Razor sharp view performance through New Relic and Crate


Our Price Check product gives farmers detailed benchmarking information for their purchasing. An individual farmer would have over 100 direct products to review, with reference to pricing on another 4000 alternative products; and the system presents the results from tens of thousands of underlying data points (and very rapidly growing). These results can then be filtered, searched and sorted.

All this was making for some pretty complex queries - and performance issues were starting to appear. We always knew that as the service had grown, some of the API calls could potentially become problematic. A single slow or non-responsive call on the platform can affect the overall response time, leading to bad customer experience. It also prevented us improving our feature set for the product, which would have compounded the performance issues.

Traditionally, the engineering team would have spent significant time investigating and troubleshooting these issues - and perhaps never really find all the loose ends to optimise the service.

At Yagro we looked for tools instead. Last month we adopted New Relic for monitoring the performance of our infrastructure and applications. The service gives us direct visibility of what's going through the system, where the bottlenecks are, and allows us to drill down into individual queries and calls to isolate problem areas. This has provided some pretty interesting insights into what is happening on our platform.

Our goal is to get all API calls on the service below 200ms. We could now see individual queries taking more that 20 seconds. Pretty alarming. The following charts show two examples of views using the same query, showing peaks in demand as the calls are made. The different colours are the different stages the view goes though to retrieve and present the data.

Having rapidly identified the source of slow performance, we investigated the underlying query and determined that:

  • The query needed to be complex.

  • It was not going to get much quicker.

  • Caching would not solve the initial case.

  • The response of the API was also quite complex and large.

  • It was working on data that is periodically uploaded.

The last point was very interesting and is how we came up with a solution. Rather than query and generate the data every time a user opens the view, we can process it a single time when data is uploaded on the system. We can also extract key fields into a single cached table, for rapid search, sorting, and querying.

To do this, we use Crate database alongside our Postgres database. PostgreSQL is great for storing our dynamic data, but we are doing more and more with time series data, where transactions are less important - so we had already implemented CrateDB for other projects. It was easy to setup and run in our Kubernetes cluster, and with its SQL dialect, we can talk to in ways that we are used to. But it also has many features of NoSQL databases such dynamic schemas - and will scale very well. Finally for this project, Crate has the important ability to index and store arrays and objects, and do full text searches of fields. And it's fast. A lot of this could have been done only with Postgres, but we prefer the agility and performance through Crate and think over time it will scale better. 

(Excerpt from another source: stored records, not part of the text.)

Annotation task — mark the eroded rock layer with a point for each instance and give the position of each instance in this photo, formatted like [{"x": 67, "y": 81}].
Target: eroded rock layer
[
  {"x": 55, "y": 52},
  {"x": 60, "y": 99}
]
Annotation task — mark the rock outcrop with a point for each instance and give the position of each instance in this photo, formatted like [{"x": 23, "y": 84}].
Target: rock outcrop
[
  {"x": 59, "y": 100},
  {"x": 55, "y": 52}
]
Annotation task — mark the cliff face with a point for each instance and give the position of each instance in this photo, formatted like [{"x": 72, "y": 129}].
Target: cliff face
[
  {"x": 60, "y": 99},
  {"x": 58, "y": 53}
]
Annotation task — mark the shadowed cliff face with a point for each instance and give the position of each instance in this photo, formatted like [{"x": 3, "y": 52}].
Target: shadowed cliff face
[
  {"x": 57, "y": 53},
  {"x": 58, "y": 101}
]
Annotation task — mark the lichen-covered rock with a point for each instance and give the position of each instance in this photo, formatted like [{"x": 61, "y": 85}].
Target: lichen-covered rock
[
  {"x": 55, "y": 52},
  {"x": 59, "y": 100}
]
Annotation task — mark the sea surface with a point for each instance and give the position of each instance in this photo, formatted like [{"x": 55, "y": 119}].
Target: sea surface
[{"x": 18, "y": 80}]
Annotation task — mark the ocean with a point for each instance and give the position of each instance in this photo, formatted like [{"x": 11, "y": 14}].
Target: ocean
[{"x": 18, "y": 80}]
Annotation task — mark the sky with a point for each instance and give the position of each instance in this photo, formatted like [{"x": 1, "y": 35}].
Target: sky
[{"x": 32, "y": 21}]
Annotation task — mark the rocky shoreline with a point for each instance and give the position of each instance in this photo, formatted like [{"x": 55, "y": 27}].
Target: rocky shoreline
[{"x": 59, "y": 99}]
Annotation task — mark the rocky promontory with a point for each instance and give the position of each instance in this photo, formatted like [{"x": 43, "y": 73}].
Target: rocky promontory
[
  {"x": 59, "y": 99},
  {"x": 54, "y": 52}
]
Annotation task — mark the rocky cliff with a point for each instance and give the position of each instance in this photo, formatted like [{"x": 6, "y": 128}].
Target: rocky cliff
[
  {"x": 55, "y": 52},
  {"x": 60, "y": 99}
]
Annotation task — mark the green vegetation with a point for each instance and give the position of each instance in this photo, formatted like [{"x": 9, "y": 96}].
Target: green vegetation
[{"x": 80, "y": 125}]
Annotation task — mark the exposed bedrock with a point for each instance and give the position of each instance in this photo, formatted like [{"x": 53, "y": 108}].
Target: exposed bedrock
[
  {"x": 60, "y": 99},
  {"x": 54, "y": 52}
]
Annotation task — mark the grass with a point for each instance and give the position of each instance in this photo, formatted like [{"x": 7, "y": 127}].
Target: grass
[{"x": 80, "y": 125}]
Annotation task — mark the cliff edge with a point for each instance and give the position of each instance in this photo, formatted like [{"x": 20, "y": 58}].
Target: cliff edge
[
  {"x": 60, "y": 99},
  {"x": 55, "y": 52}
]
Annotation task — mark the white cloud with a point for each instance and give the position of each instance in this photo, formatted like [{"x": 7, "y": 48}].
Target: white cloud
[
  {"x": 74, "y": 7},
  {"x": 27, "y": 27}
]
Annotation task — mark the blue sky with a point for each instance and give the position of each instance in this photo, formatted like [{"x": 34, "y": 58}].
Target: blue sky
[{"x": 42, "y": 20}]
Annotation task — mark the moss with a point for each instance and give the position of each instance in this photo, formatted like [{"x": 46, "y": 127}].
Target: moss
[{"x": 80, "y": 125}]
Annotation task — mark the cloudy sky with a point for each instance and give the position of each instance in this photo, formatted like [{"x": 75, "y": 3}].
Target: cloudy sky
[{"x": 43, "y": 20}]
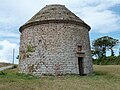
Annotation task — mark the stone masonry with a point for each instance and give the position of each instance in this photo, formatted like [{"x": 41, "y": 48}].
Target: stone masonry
[{"x": 52, "y": 41}]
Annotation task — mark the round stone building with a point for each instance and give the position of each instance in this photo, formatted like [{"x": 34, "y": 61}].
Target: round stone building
[{"x": 55, "y": 42}]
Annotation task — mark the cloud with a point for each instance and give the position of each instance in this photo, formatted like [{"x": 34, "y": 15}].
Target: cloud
[
  {"x": 6, "y": 51},
  {"x": 99, "y": 16}
]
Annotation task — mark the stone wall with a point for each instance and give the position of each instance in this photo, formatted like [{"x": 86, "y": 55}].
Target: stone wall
[{"x": 52, "y": 49}]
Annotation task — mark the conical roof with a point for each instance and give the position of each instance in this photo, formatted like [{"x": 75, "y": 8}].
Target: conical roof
[{"x": 54, "y": 13}]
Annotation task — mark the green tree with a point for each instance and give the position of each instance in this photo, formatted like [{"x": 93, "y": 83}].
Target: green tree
[{"x": 102, "y": 44}]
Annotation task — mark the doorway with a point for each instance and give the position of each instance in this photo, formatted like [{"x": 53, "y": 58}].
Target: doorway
[{"x": 80, "y": 66}]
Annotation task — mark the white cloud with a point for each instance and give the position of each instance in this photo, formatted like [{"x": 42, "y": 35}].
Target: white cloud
[{"x": 6, "y": 51}]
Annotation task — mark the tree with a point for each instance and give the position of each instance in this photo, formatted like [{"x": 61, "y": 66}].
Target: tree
[{"x": 102, "y": 44}]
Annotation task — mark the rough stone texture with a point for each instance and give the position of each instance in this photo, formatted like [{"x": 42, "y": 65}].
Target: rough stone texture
[{"x": 51, "y": 47}]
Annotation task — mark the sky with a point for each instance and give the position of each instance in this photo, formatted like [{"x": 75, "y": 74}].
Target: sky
[{"x": 102, "y": 15}]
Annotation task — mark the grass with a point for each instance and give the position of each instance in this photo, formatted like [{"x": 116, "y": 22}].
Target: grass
[
  {"x": 2, "y": 64},
  {"x": 105, "y": 78}
]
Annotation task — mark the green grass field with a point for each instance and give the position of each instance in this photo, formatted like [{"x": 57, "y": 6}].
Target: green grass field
[{"x": 104, "y": 78}]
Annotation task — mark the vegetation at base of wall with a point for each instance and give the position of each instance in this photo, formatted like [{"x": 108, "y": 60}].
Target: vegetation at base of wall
[
  {"x": 111, "y": 60},
  {"x": 104, "y": 78}
]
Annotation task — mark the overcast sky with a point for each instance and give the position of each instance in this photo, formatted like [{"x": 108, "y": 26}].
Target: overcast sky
[{"x": 102, "y": 15}]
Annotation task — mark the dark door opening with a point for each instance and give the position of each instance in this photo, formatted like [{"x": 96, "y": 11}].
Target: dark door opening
[{"x": 80, "y": 65}]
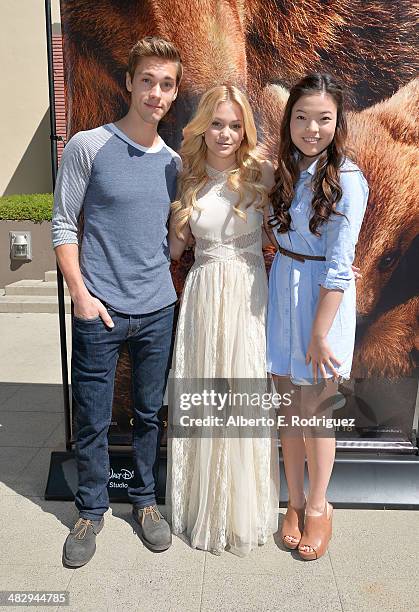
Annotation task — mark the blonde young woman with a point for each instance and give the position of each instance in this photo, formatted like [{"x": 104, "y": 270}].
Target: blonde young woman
[{"x": 222, "y": 491}]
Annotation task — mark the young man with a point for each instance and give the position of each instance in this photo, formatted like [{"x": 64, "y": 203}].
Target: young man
[{"x": 123, "y": 176}]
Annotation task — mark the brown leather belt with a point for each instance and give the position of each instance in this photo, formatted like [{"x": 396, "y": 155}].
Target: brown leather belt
[{"x": 300, "y": 256}]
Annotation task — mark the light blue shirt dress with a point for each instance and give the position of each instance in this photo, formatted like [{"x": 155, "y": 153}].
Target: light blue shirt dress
[{"x": 294, "y": 286}]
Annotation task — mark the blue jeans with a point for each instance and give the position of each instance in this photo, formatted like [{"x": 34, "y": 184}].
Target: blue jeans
[{"x": 94, "y": 359}]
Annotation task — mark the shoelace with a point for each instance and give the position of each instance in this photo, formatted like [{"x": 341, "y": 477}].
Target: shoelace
[
  {"x": 83, "y": 524},
  {"x": 153, "y": 512}
]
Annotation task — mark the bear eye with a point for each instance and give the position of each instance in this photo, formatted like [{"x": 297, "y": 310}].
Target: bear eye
[{"x": 389, "y": 260}]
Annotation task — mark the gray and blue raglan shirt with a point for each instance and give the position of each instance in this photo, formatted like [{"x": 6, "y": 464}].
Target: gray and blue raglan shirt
[{"x": 125, "y": 191}]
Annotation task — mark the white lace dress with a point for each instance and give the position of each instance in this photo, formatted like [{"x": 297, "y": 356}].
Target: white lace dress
[{"x": 223, "y": 492}]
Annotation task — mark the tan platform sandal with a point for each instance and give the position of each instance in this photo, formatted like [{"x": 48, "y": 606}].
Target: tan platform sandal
[
  {"x": 292, "y": 526},
  {"x": 317, "y": 534}
]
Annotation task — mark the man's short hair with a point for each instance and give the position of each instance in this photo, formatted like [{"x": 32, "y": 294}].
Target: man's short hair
[{"x": 153, "y": 46}]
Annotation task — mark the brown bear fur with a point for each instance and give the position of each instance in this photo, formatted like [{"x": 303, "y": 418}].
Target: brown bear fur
[{"x": 250, "y": 43}]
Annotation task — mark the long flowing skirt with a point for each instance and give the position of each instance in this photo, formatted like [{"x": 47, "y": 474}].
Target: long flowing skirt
[{"x": 223, "y": 491}]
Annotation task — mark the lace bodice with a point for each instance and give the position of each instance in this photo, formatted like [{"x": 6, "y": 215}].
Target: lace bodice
[{"x": 220, "y": 233}]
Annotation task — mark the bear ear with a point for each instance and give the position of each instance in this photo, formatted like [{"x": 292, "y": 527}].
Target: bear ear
[
  {"x": 399, "y": 115},
  {"x": 270, "y": 105}
]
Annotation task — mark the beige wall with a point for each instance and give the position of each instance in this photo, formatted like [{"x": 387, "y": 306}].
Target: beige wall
[
  {"x": 24, "y": 105},
  {"x": 43, "y": 257}
]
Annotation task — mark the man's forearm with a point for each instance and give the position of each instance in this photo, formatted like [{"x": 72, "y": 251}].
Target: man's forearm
[{"x": 68, "y": 260}]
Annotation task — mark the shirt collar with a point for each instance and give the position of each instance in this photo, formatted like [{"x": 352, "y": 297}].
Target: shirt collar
[{"x": 311, "y": 169}]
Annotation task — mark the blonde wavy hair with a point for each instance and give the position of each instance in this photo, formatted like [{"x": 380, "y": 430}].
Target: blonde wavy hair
[{"x": 245, "y": 179}]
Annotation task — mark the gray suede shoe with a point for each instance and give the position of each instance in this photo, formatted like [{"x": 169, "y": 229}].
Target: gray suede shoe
[
  {"x": 154, "y": 531},
  {"x": 80, "y": 545}
]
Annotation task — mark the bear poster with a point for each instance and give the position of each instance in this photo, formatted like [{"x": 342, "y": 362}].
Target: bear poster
[{"x": 263, "y": 47}]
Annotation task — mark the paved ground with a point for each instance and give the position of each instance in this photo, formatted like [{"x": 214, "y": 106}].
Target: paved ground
[{"x": 372, "y": 562}]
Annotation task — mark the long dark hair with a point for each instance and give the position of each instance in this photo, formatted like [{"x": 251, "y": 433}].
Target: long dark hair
[{"x": 326, "y": 187}]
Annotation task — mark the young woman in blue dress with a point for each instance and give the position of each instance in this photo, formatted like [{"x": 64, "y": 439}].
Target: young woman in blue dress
[{"x": 318, "y": 203}]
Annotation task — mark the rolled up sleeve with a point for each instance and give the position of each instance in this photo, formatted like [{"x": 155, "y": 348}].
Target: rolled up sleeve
[
  {"x": 342, "y": 232},
  {"x": 72, "y": 181}
]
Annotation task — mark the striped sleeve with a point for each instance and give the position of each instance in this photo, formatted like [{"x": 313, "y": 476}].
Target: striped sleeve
[{"x": 72, "y": 182}]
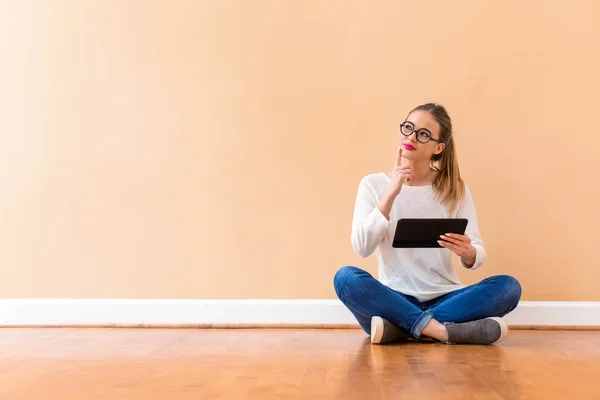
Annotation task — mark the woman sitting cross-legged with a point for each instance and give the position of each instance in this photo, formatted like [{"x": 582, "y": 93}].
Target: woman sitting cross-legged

So we now use Crate to store the view content, generated from the data in Postgres. For the user, the view can therefore simply pull from pre-generated content.

The last part of in our optimisation was to cache the response of the view within Redis.

Did we manage it? Let's go back to our friend New Relic:

The vertical bar near 20:00 shows the release to the cluster. After this, the view barely registers on this chart thanks to our improvements. We have to zoom in to see it doing things.

The average response time for this view since release is 104 ms! And once cached on Redis, we have it down to 50ms.

In summary, we have carried out a dramatic performance improvement to a key part of our web service, aided by tools such as New Relic and Crate. We are very happy with the results and will continue this rapid diagnostic approach to make further improvements. We hope our users are also pleased with the results.